Esta tematização do infinito não se restringe a trama entre os personagens e à estrutura da narrativa. Ela aparece como consequência direta da forma como Von Triers pensa os problemas da produção cinematográfica e da linguagem fílmica. Daí a relevância do filme para pensar uma sexualidade por vir. Daí a relevância de seu cinema para pensar nossa época que se vê às voltas com a produção de limitações que não podem depender apenas de restrições normativas, higienistas ou jurídicas. Basta pensar em questões análogas: que princípio nos fará parar diante da posse dos meios para destruir o planeta ou de recuar diante de uma catástrofe ecológica? Ou seja, por que parar se nada me impede? Lembremos os dez pontos que Von Triers e Thomas Vintenberg formularam, em 1996, como fundamento de seu programa estético-político conhecido como Dogma 96:
  1. As filmagens devem ser feitas no local.
  2. O som não deve jamais ser produzido separadamente da imagem ou vice-versa.
  3. A câmera deve ser usada na mão.
  4. O filme deve ser em cores. Não se aceita nenhuma iluminação especial.
  5. São proibidos os truques fotográficos e filtros.
  6. O filme não deve conter nenhuma ação "superficial".
  7. São vetados os deslocamentos temporais ou geográficos.
  8. São inaceitáveis os filmes de gênero.
  9. O filme final deve ser transferido para cópia em 35 mm.
  10. O nome do diretor não deve figurar nos créditos.
Os dez pontos do manifesto são restrições, limitações auto-impostas, suspensões do uso de recursos tecnológicos, de produção e de filmagem que estão disponíveis, mas que não serão usados. É uma forma de criar liberdade escolhendo seus limites. Muitos leram neste manifesto uma espécie de recuo regressivo a um naturalismo moral. Uma tentativa de associar novamente produção e linguagem fílmica.
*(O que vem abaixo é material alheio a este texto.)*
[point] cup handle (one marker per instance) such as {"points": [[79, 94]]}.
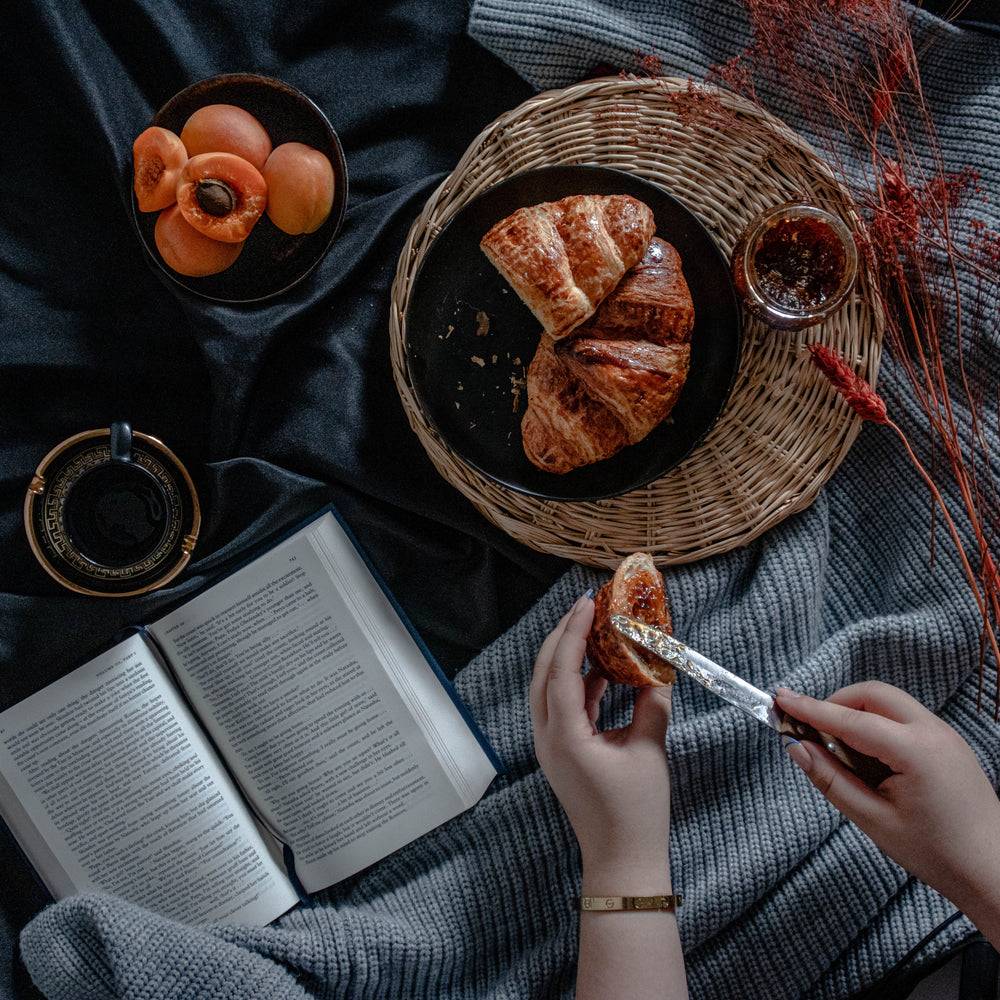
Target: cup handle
{"points": [[121, 441]]}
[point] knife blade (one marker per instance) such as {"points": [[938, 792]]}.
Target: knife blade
{"points": [[745, 696]]}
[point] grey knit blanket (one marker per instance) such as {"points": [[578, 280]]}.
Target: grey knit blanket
{"points": [[783, 898]]}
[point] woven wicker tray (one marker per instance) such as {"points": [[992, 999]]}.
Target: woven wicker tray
{"points": [[784, 430]]}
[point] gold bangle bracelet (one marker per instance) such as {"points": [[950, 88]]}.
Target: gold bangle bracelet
{"points": [[612, 903]]}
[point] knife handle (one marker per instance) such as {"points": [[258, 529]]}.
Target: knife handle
{"points": [[870, 770]]}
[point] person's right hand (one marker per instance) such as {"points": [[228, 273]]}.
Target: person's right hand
{"points": [[938, 815]]}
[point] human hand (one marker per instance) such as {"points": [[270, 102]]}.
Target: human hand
{"points": [[937, 815], [615, 785]]}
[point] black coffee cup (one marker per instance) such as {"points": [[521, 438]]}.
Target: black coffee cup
{"points": [[111, 512], [117, 513]]}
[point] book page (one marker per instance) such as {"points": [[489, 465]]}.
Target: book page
{"points": [[312, 727], [110, 786]]}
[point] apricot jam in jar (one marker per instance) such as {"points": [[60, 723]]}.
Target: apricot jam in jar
{"points": [[794, 265]]}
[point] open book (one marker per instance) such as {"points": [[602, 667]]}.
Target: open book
{"points": [[272, 736]]}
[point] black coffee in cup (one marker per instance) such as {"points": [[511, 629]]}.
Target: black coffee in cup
{"points": [[111, 512], [116, 514]]}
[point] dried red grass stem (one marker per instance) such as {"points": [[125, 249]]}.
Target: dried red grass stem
{"points": [[867, 404], [851, 67]]}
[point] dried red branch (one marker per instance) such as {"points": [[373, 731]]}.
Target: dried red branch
{"points": [[851, 68]]}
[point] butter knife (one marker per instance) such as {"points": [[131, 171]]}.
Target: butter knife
{"points": [[744, 696]]}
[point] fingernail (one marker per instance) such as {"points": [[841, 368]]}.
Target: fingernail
{"points": [[798, 753]]}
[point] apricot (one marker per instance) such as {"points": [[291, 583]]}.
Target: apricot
{"points": [[225, 128], [187, 251], [158, 156], [221, 195], [300, 186]]}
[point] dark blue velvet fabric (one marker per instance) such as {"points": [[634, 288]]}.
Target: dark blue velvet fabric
{"points": [[275, 409]]}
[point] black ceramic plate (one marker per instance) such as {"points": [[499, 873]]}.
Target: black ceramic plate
{"points": [[469, 340], [271, 261]]}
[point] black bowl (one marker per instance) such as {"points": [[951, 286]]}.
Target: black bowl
{"points": [[271, 261], [469, 382]]}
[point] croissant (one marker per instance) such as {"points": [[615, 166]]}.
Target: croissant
{"points": [[637, 381], [563, 258], [636, 589], [564, 427], [651, 302]]}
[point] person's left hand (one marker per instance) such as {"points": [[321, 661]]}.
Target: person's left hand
{"points": [[614, 785]]}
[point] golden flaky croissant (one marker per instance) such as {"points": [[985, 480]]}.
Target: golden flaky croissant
{"points": [[651, 302], [564, 257], [635, 589], [618, 375]]}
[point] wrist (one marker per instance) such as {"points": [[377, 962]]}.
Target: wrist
{"points": [[626, 876]]}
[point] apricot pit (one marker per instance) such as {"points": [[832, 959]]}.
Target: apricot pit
{"points": [[221, 195], [187, 251]]}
Uma crítica à excessiva divisão de tarefas, com autonomização das funções (fotografia, som, direção, direção de atores, etc). Uma indisposição antipática contra a ingerência genérica da força dos meios de produção (recursos tecnológicos, mobilidade de set, etc) no resultado produzido para o público. A ideia de que um filme deva colocar o montante do valor de sua produção como um “índice” de sua qualidade ou como parte de seu apelo ao consumo soava de forma brutalmente estranha aos partidários do Dogma-96. Por outro lado eles não queriam se contentar com uma espécie de retorno ao cinema de autor, que colocava o nome do diretor como ponto de convergência e unidade, que produziria, com o tempo, um traço de “vendabilidade” do filme.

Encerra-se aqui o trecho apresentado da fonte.